Print

Print


I've been using NodeJS in a few side projects lately, and have come to
like it quite a bit for certain types of applications: specifically
applications that need to do a lot of I/O in memory constrained
environments. A recent one is Wikitweets [1] which provides a real
time view of tweets on Twitter that reference Wikipedia. Similarly
Wikistream [2] monitors ~30 Wikimedia IRC channels for information
about Wikipedia articles being edited and publishes them to the Web.

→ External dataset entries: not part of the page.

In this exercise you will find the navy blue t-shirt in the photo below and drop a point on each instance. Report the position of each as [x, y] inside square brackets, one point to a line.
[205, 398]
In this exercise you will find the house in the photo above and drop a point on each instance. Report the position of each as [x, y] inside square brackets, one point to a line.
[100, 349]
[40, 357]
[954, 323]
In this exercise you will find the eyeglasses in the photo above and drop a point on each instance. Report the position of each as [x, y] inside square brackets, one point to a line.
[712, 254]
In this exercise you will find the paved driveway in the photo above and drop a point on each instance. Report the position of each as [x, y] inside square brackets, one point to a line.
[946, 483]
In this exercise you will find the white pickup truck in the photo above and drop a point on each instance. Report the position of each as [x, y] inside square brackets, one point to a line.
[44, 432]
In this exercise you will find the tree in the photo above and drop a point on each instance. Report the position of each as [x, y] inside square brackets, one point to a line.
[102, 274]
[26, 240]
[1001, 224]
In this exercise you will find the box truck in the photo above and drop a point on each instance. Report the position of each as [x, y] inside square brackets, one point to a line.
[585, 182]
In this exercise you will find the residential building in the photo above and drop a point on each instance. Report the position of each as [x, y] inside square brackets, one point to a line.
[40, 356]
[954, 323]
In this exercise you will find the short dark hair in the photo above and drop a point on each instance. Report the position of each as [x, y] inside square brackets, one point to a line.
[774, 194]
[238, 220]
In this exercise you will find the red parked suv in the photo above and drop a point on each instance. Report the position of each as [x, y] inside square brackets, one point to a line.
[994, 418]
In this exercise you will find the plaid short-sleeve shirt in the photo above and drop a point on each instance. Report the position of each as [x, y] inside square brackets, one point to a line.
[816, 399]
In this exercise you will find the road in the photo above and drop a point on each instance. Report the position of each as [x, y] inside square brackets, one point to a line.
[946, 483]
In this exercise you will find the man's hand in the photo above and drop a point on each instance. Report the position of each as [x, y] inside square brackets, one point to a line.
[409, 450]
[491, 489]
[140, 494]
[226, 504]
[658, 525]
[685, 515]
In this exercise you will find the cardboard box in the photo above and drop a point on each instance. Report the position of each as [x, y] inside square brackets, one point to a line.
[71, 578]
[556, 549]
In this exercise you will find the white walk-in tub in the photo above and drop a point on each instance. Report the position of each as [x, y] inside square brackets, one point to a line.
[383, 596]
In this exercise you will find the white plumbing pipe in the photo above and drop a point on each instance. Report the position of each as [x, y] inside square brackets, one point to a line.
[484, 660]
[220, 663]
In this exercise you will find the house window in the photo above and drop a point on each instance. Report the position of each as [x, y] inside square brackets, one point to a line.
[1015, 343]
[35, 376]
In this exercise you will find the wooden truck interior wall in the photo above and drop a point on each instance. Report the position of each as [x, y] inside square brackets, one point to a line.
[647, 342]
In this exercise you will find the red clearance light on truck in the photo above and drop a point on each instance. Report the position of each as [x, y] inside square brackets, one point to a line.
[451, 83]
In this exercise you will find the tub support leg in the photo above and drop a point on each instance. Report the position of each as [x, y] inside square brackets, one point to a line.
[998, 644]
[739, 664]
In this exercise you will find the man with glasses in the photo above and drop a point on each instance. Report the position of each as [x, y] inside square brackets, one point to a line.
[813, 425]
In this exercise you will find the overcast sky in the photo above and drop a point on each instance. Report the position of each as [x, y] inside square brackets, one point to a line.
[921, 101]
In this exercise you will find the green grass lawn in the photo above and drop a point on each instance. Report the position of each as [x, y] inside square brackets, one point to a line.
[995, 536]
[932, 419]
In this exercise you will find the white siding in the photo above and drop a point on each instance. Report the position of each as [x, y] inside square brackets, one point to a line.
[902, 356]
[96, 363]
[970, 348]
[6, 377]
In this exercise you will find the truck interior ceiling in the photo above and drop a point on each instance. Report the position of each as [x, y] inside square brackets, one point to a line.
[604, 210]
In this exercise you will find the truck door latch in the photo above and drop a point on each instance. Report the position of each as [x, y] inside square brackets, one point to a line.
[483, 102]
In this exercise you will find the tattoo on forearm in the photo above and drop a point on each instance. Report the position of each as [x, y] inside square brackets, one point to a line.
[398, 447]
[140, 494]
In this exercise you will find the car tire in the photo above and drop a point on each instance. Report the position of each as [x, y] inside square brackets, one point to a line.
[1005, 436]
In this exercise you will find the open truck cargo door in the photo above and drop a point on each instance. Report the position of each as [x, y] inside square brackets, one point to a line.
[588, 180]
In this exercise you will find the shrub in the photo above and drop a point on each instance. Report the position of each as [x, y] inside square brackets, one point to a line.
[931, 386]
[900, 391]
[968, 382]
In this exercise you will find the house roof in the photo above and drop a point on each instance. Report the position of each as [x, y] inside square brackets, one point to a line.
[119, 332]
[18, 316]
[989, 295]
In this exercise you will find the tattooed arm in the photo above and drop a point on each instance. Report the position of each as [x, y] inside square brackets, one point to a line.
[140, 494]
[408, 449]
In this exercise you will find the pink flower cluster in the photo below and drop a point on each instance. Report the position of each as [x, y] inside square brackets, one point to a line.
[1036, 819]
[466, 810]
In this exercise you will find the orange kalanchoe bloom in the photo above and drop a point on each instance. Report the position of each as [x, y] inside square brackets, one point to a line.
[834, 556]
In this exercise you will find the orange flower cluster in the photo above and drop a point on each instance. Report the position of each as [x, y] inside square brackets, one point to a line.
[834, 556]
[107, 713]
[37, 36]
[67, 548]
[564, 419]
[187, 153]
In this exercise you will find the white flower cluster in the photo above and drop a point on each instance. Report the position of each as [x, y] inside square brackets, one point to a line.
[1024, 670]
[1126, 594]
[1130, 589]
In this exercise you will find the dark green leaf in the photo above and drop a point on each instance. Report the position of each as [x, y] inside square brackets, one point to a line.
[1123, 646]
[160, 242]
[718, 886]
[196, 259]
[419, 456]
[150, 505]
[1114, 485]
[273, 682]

For both these apps the socket.io library for NodeJS provided a really
nice abstraction for streaming data from the server to the client
using a variety of mechanisms: web sockets, flash socket, long
polling, JSONP polling, etc. NodeJS' event driven programming model
made it easy to listen to the Twitter stream, or the ~30 IRC channels,
while simultaneously holding open socket connections to browsers to
push updates to--all from within one process. Doing this sort of thing
in a more typical web application stack like Apache or Tomcat can get
very expensive where each client connection is a new thread or
process--which can lead to lots of memory being used.

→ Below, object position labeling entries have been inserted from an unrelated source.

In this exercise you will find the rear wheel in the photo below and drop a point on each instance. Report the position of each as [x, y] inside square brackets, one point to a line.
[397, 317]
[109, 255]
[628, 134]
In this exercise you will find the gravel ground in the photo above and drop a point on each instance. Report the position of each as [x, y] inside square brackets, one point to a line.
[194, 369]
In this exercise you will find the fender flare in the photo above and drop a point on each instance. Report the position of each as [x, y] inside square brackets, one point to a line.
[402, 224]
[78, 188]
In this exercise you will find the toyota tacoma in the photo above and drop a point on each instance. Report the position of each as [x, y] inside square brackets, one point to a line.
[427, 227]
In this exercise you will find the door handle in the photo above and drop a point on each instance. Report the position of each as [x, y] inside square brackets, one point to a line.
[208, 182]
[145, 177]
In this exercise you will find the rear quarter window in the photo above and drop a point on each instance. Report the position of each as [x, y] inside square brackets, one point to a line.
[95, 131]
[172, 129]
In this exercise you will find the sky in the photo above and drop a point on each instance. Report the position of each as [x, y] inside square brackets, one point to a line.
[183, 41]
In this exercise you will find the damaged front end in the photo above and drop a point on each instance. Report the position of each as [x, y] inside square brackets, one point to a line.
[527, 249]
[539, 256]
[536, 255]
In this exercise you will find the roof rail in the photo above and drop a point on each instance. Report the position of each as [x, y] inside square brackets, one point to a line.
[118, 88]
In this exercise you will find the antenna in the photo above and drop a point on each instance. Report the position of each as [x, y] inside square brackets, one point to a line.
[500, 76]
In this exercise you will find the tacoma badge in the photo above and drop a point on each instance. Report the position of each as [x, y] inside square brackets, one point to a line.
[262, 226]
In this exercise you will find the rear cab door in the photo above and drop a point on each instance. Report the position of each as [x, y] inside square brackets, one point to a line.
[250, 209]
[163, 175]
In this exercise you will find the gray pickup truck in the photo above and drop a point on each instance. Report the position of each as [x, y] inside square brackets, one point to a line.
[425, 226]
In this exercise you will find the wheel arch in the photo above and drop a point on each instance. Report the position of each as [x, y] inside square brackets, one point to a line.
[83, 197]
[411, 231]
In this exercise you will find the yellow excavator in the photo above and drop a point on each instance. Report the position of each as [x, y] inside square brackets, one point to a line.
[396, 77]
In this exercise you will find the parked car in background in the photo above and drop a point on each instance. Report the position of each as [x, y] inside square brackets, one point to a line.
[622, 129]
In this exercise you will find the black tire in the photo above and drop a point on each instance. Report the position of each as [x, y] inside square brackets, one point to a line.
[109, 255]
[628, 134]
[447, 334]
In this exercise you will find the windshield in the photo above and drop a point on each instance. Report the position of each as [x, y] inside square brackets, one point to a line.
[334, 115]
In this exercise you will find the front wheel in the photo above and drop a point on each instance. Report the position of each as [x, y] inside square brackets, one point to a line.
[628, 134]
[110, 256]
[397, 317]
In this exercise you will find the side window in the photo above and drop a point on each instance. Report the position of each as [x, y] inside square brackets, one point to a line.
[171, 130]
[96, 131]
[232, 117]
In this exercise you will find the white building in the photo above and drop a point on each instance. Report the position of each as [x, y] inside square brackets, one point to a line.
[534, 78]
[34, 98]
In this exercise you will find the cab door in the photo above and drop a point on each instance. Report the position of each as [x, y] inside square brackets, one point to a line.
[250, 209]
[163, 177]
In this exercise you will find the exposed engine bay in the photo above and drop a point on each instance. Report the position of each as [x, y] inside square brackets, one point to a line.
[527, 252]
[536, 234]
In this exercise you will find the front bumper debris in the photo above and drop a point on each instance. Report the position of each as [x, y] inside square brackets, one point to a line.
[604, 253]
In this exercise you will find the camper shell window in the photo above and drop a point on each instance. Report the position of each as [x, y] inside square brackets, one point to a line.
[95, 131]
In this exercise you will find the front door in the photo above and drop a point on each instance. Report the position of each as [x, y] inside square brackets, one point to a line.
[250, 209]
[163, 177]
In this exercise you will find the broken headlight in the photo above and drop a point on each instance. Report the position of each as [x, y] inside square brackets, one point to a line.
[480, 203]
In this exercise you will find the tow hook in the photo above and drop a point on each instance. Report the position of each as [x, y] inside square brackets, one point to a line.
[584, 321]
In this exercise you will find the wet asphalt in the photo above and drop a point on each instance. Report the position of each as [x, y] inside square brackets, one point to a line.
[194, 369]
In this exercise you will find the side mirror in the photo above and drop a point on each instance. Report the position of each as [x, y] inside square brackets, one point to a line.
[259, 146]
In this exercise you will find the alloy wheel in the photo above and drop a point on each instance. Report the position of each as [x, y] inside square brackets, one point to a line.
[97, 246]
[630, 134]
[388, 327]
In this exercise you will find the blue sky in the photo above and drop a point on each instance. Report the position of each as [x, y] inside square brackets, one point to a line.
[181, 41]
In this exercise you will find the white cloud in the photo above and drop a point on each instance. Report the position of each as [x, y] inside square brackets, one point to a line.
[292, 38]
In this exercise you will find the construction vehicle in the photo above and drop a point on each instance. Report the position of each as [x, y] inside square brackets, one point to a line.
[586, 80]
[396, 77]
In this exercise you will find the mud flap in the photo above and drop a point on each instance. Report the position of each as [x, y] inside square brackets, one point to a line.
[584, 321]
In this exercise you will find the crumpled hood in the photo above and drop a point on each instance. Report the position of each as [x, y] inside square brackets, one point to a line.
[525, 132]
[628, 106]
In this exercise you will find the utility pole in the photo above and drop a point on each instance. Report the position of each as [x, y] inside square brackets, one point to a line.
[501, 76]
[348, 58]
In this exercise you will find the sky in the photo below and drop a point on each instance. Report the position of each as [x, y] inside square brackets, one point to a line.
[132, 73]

If you've done any JavaScript programming in the browser, it will seem
familiar, because of the extensive use of callbacks. This can take
some getting used to, but it can be a real win in some cases,
especially in applications that are more I/O bound than CPU bound.
Ryan Dahl (the creator of NodeJS) gave a presentation [4] to a PHP
group last year which does a really nice job of describing how NodeJS
is different, and why it might be useful for you. If you are new to
event driven programming I wouldn't underestimate how much time you
might spend feeling like you are turning our brain inside out.

In general I was really pleased with the library support in NodeJS,
and the amount of activity there is in the community. The ability to
run the same code in the client as in the browser might be of some
interest. Also, being able use libraries like jQuery or PhantomJS in
command line programs is pretty interesting for things like screen
scraping the tagsoup HTML that is so prevalent on the Web.

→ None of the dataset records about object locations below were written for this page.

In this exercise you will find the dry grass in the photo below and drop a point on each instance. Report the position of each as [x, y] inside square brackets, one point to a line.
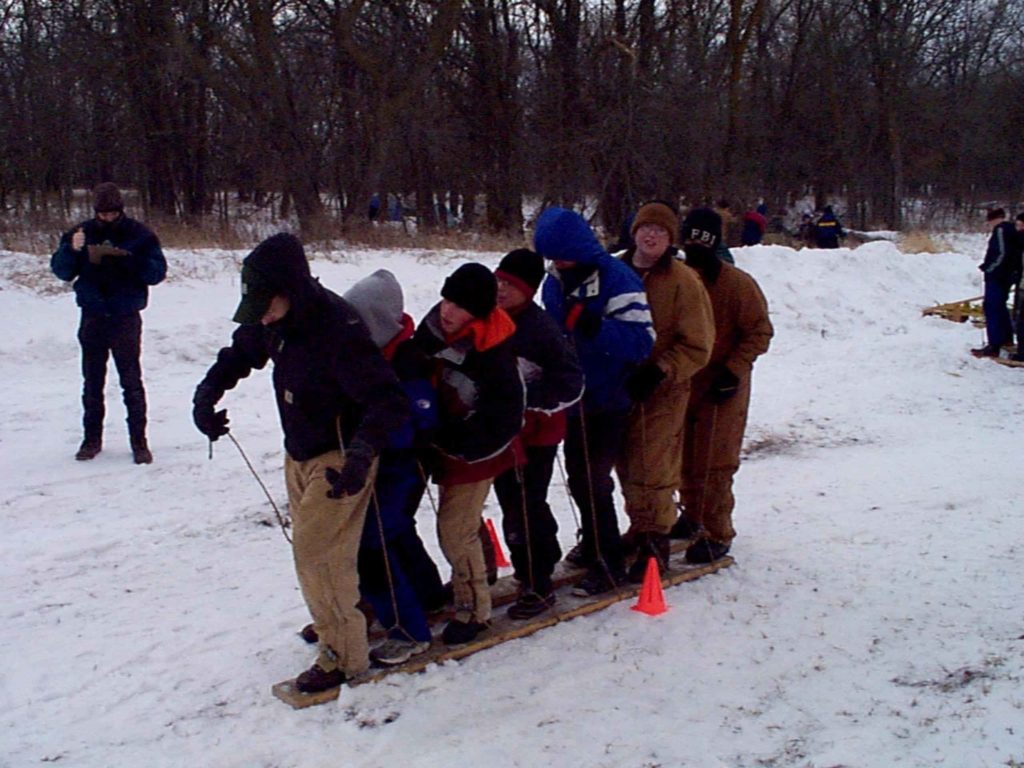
[921, 242]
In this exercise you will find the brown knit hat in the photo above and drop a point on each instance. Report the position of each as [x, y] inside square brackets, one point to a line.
[656, 213]
[107, 198]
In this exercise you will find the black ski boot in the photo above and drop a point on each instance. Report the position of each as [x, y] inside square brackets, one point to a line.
[706, 551]
[650, 545]
[89, 449]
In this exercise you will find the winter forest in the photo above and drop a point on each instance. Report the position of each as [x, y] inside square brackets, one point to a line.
[309, 108]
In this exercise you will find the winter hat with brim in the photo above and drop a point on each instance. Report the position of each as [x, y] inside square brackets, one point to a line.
[472, 287]
[107, 198]
[523, 268]
[656, 213]
[701, 225]
[257, 293]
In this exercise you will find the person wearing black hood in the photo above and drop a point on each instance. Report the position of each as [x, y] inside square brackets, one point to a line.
[720, 394]
[113, 260]
[338, 400]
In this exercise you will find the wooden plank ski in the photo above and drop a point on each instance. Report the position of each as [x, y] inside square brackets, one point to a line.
[504, 629]
[506, 589]
[958, 311]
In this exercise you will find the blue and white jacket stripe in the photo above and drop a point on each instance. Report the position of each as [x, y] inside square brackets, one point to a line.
[612, 291]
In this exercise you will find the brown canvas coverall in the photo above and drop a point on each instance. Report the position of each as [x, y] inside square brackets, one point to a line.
[649, 469]
[715, 431]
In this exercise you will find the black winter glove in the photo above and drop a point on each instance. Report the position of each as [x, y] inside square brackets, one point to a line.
[724, 387]
[351, 478]
[213, 425]
[643, 380]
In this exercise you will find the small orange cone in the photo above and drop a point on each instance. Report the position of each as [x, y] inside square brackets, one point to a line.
[500, 560]
[651, 599]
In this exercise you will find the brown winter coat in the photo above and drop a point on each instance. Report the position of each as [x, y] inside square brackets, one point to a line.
[715, 431]
[684, 326]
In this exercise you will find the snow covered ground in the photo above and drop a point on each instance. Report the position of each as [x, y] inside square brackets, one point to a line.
[872, 617]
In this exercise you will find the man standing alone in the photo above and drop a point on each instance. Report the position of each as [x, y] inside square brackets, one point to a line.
[113, 260]
[1003, 269]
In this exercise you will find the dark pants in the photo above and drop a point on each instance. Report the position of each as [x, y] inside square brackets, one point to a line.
[996, 314]
[605, 434]
[388, 589]
[530, 530]
[101, 336]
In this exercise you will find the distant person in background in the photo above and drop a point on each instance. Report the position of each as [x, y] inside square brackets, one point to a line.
[724, 210]
[554, 382]
[716, 416]
[805, 232]
[113, 260]
[1003, 270]
[827, 229]
[1018, 356]
[755, 224]
[338, 401]
[396, 576]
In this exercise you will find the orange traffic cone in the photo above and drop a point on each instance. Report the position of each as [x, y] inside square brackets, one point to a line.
[651, 599]
[500, 560]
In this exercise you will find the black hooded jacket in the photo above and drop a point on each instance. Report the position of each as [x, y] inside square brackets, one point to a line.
[326, 367]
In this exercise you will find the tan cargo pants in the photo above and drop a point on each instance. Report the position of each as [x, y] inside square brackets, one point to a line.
[326, 545]
[459, 519]
[649, 468]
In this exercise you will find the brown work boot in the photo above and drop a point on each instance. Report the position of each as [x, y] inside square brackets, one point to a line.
[316, 679]
[89, 449]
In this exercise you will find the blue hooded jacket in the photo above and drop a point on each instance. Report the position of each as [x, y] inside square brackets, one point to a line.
[611, 291]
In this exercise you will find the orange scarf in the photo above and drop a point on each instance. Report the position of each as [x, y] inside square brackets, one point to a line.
[488, 332]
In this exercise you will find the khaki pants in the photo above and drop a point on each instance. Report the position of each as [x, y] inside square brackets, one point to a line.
[650, 466]
[711, 458]
[326, 545]
[459, 516]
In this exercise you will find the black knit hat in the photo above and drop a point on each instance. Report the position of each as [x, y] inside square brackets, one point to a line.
[472, 287]
[107, 198]
[701, 225]
[523, 268]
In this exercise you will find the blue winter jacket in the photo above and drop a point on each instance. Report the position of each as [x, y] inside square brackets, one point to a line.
[1003, 257]
[610, 290]
[119, 285]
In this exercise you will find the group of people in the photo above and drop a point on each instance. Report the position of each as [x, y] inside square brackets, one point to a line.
[1001, 267]
[639, 364]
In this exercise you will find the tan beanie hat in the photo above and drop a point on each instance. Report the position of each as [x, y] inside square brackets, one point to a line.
[656, 213]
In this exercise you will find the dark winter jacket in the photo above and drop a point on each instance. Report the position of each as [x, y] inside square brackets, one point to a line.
[480, 393]
[827, 230]
[754, 228]
[550, 369]
[1003, 257]
[118, 285]
[602, 286]
[326, 367]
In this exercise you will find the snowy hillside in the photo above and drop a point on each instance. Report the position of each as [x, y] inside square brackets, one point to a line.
[872, 617]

If you end up needing to do RDF and XML processing from within NodeJS
and you aren't finding good library support you might want to find
databases (Sesame, eXist, etc) that have good HTTP APIs and use
something like request [5] if there isn't already support for it. I
wrote up why NodeJS was fun to use for Wikistream on my blog if you
are interested [6].

I recommend you try doing something small to get your feet wet with
NodeJS first before diving in with the rewrite. Good luck!

//Ed

[1] http://wikitweets.herokuapp.com
[2] http://wikistream.inkdroid.org
[3] http://inkdroid.org/journal/2011/11/07/an-ode-to-node/
[4] http://www.youtube.com/watch?v=jo_B4LTHi3I
[5] https://github.com/mikeal/request
[6] http://inkdroid.org/journal/2011/11/07/an-ode-to-node/

On Tue, May 8, 2012 at 5:24 PM, Randy Fischer <[log in to unmask]> wrote:
> On Mon, May 7, 2012 at 11:17 PM, Ethan Gruber <[log in to unmask]> wrote:
>
>>
>>
>> It was recently suggested to me that a project I am working on may adopt
>> node.js for its architecture (well, be completely re-written for node.js).
>> I don't know anything about node.js, and have only heard of it in some
>> passing discussions on the list.  I'd like to know if anyone on code4lib
>> has experience developing in this platform, and what their thoughts are on
>> it, positive or negative.
>
>
>
> It's a very interesting project - I think of it as kind of non-preemptive
> multitasking framework, very much like POE in the Perl world, but with a
> more elegant way of managing the event queue.
>
> Where it could shine is that it accepts streaming, non-blocking HTTP
> requests.  So for large PUTs and POSTs, it could be a real win (most other
> web-server arrangements are going to require completed uploads of the
> request, followed by a hand-off to your framework of an opened file
> descriptor to a temporary file).
>
> My naive tests with it a year or so ago gave inconsistent results, though
> (sometime the checksums of large PUTs were right, sometimes not).
>
> And of course to scale up, do SSL, etc, you'll really need to put something
> like Apache in front of it - then you lose the streaming capability.  (I'd
> love to hear I'm wrong here).
>
>
> -Randy Fischer